How Open-Walled Learning Closes the Social Capital Gap

We spend a lot of time in school thinking about the content and skills we want kids to know. Yet, the research is clear that our success in life beyond school is also about who we know and our overall social capital. That means knowing people beyond our own networks who can support us in getting where we want to go. It means having the skills we need to effectively communicate, engage, and collaborate with others.

Open-walled learning helps build social capital in ways that are critically important for all learners, and especially for young people coming from disadvantaged backgrounds. Young people begin to develop relationships and find mentors in the fields and areas they care about.

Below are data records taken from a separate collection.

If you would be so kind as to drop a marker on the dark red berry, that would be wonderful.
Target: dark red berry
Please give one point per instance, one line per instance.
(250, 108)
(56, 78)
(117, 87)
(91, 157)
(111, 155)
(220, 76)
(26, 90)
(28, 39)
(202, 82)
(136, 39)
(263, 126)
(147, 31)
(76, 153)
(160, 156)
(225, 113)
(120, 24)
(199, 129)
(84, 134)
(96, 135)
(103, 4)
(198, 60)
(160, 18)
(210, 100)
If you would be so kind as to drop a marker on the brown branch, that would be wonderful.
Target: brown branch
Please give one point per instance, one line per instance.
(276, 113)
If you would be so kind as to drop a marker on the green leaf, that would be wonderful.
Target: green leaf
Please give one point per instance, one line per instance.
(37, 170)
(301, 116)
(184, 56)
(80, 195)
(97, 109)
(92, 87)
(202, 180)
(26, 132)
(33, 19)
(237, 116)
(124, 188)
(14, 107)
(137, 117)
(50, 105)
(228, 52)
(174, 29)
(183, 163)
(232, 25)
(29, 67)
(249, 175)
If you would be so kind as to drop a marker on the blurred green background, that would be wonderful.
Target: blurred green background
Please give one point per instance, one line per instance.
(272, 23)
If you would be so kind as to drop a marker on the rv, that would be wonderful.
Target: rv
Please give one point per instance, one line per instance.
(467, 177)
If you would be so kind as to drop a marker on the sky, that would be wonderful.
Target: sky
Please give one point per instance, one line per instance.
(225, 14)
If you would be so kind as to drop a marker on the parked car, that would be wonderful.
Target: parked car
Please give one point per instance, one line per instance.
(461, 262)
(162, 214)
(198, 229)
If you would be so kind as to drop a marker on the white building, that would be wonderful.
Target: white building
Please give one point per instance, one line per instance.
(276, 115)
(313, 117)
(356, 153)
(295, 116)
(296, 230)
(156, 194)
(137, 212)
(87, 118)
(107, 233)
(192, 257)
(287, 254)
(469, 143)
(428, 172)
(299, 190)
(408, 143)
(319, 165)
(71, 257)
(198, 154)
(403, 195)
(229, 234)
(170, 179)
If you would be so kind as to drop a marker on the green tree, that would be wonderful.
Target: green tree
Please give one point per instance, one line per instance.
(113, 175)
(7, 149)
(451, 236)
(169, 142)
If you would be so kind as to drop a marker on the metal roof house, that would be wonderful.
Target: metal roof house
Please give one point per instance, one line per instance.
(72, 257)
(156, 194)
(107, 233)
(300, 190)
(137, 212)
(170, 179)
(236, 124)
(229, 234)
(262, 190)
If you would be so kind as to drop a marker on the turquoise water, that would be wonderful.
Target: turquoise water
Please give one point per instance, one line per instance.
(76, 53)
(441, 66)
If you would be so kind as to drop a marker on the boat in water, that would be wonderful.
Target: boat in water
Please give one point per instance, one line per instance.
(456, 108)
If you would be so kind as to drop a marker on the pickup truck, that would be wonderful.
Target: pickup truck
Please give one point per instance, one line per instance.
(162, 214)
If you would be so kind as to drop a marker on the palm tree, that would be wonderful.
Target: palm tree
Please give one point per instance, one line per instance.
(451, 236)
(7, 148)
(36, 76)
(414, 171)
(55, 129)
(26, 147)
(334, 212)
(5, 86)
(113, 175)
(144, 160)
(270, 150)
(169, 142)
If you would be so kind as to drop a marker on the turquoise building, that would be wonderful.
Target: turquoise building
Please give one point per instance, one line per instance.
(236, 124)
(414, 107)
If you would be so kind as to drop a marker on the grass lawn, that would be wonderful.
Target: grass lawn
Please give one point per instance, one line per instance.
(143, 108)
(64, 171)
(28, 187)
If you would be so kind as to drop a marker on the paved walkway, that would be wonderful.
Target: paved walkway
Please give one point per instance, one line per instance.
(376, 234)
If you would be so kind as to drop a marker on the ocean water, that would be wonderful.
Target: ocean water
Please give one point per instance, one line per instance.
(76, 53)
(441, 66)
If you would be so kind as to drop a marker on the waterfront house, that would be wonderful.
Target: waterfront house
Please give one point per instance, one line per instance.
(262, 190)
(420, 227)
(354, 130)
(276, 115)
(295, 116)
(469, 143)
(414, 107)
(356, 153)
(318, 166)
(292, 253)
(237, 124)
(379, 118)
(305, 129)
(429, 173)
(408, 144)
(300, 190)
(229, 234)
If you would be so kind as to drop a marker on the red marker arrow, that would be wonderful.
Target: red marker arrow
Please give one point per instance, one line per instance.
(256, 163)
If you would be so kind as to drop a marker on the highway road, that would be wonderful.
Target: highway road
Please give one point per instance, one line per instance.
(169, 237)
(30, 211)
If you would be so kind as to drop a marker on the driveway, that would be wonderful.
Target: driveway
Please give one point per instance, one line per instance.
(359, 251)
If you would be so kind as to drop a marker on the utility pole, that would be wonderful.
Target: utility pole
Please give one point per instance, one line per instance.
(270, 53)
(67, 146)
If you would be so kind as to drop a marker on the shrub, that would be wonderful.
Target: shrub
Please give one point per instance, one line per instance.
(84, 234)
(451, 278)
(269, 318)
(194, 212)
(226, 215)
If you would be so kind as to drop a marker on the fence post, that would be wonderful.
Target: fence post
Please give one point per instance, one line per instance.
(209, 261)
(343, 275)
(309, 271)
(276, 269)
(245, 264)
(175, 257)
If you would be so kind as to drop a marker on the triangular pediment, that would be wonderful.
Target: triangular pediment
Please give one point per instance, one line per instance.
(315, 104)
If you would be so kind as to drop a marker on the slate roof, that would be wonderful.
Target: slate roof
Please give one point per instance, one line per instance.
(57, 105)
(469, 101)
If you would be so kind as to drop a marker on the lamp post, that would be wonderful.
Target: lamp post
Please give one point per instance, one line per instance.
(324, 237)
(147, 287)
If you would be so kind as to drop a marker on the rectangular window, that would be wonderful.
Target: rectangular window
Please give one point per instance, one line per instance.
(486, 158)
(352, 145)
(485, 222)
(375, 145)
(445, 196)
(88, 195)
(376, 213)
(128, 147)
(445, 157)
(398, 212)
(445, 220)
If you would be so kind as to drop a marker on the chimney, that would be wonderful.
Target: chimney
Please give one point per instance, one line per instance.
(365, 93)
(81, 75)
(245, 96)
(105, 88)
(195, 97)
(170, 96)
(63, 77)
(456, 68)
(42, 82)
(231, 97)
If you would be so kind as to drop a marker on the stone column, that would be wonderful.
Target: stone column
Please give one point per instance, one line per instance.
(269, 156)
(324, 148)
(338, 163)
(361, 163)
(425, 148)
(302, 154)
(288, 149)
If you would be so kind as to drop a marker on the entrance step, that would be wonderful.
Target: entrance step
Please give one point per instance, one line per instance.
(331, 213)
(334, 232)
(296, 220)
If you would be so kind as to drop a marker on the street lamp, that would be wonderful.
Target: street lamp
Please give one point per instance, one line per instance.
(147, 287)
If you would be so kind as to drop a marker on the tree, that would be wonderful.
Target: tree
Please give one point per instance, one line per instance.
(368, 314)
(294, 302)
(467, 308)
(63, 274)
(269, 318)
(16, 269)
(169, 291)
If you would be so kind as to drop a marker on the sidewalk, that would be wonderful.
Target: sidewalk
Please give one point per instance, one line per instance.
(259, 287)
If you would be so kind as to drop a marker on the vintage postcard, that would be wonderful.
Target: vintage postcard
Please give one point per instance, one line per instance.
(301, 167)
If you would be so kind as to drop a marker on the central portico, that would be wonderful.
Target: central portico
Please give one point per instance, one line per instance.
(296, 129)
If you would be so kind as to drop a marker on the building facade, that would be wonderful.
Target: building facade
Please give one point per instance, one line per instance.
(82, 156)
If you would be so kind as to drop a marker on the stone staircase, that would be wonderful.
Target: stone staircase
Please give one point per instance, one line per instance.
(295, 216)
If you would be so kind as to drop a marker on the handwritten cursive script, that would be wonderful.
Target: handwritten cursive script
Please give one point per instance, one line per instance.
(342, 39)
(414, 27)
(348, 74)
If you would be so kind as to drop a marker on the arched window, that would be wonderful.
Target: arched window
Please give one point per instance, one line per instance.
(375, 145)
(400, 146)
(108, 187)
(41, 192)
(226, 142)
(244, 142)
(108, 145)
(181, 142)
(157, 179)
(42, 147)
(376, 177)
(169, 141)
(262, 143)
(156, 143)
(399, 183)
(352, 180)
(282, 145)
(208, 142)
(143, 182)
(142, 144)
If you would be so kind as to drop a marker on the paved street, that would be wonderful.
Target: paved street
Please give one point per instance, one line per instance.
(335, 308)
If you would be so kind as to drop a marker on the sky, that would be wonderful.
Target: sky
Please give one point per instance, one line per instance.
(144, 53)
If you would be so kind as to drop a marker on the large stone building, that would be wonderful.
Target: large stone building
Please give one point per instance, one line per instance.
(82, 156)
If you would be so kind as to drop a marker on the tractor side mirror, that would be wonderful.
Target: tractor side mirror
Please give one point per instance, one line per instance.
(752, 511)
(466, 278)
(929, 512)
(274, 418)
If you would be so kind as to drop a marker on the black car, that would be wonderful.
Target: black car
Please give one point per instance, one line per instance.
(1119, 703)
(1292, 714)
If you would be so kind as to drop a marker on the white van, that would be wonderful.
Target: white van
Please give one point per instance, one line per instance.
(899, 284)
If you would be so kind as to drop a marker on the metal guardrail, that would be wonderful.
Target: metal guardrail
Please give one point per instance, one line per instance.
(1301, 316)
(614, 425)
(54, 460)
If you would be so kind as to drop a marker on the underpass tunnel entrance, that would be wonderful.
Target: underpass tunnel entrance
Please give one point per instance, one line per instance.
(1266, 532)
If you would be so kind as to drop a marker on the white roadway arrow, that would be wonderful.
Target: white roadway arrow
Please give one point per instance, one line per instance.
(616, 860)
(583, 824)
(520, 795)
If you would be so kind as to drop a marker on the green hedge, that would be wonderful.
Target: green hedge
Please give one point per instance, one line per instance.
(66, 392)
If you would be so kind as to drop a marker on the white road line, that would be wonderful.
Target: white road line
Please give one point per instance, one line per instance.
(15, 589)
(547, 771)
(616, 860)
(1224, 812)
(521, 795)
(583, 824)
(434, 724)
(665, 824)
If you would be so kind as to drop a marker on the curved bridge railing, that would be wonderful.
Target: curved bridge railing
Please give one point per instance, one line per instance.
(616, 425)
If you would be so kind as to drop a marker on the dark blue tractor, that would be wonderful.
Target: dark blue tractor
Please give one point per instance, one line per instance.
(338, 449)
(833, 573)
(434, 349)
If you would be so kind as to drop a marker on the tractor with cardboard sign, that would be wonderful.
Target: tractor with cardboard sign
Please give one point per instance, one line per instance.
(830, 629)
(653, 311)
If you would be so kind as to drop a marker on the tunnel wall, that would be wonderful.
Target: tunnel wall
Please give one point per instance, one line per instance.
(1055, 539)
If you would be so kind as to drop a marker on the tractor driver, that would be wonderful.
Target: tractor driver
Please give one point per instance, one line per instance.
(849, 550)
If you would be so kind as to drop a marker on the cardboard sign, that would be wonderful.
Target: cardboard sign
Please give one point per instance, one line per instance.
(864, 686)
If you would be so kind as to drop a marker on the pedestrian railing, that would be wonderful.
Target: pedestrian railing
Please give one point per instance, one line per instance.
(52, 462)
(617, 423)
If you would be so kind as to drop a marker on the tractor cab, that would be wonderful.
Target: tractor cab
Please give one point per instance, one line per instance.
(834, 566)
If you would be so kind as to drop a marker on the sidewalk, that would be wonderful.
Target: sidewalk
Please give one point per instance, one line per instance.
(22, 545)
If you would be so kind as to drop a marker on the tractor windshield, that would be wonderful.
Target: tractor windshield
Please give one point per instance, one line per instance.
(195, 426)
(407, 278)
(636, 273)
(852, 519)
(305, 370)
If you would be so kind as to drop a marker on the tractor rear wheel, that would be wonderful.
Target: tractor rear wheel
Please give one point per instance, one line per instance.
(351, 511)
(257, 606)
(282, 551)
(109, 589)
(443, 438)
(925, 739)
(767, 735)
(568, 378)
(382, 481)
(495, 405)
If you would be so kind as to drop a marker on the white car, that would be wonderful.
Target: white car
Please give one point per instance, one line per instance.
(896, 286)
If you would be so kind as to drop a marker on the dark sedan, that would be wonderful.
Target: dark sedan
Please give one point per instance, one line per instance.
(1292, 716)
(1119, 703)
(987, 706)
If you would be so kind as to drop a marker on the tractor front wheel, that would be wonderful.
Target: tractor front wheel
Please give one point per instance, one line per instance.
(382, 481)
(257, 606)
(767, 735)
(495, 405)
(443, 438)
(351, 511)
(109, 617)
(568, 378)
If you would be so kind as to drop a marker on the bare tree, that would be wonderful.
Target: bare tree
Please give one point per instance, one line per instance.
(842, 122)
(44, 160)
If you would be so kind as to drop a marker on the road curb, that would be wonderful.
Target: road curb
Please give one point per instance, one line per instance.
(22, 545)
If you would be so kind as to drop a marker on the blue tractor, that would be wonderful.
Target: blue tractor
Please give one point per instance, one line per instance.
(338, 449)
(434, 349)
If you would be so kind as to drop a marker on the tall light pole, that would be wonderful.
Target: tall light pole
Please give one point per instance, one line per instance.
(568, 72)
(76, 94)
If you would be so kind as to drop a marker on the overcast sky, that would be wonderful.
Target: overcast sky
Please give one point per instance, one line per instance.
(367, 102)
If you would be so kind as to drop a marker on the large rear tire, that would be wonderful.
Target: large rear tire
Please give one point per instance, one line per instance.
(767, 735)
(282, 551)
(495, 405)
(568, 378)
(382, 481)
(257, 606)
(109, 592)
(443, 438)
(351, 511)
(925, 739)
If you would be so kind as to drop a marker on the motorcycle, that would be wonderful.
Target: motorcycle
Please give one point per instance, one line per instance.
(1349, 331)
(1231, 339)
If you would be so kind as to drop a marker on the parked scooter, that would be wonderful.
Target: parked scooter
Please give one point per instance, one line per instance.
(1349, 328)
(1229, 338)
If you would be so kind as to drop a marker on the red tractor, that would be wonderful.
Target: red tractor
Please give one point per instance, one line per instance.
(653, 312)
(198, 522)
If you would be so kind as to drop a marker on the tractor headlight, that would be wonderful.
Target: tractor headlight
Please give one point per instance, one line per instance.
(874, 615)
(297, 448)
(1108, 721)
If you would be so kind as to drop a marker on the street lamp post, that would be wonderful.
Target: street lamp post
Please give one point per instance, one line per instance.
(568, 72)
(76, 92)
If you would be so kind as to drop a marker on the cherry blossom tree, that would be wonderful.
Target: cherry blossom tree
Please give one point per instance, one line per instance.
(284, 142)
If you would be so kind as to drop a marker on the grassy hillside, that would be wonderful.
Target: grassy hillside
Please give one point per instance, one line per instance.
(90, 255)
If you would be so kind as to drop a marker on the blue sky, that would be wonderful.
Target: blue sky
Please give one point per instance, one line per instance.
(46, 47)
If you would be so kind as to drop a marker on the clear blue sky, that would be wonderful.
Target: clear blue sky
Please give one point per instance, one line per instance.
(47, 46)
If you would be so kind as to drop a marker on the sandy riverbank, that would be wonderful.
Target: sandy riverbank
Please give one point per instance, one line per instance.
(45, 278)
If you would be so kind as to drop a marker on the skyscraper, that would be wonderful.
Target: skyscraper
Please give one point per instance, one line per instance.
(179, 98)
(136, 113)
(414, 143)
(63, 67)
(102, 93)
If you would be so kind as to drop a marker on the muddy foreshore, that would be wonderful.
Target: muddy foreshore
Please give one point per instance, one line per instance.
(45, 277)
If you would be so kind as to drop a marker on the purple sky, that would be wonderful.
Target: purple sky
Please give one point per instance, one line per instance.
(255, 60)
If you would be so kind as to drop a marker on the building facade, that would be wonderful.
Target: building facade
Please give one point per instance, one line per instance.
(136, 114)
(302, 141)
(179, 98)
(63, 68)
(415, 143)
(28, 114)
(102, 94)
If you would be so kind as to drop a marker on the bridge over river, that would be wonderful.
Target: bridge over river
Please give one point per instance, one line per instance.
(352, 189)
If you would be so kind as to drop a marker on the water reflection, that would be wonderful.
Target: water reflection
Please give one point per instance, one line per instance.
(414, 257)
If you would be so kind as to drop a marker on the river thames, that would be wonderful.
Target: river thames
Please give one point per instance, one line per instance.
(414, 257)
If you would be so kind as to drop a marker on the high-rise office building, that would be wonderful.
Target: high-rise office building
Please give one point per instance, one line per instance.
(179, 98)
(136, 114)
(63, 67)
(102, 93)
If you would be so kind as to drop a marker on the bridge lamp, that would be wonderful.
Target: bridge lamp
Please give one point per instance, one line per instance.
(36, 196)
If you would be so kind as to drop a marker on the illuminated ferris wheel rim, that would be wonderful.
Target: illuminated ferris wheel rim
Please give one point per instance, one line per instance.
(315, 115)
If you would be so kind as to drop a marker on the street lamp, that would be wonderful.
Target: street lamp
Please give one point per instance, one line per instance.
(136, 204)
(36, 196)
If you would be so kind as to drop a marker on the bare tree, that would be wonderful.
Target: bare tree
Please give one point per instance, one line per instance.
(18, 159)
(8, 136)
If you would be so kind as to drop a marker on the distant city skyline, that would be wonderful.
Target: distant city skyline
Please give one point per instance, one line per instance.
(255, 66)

One of the most transformative things we can do to education is expand our understanding of how and where learning takes place, namely, beyond the walls of classrooms. Not only will we better meet the immediate needs of learners, we will better prepare them for the lives they want to lead far into the future.

From Theory to Practice: Open-Walled Learning You Can Touch

Visit any learning environment that has open-walled learning, and you’re certain to have remarkable interactions with young people.

Take the elementary learners in Sandpoint, Idaho, who will talk to you about how they studied and designed a student-led peer program in response to a spate of teen suicides in their community. Or, hear children in Raleigh, North Carolina talk about how they addressed the needs of local refugees. Or, visit MET West in Oakland where teens are crafting specialized internships that let them explore possible professional pathways. And then imagine if this type of learning was happening in every community, every day.

What is most appealing to young people about this type of learning is something I have heard over and over again in interviews: they don’t want to wait until later in their lives to make a difference. They want to direct their energy, creativity, and desire for a sense of purpose towards meaningful projects today. They want to help their communities. They want to direct their desire for novelty, risk, and excitement in a productive direction. And, they want to practice and acquire the skills, knowledge, and dispositions they will need to carry with them beyond graduation.

Who are we to deny them that opportunity?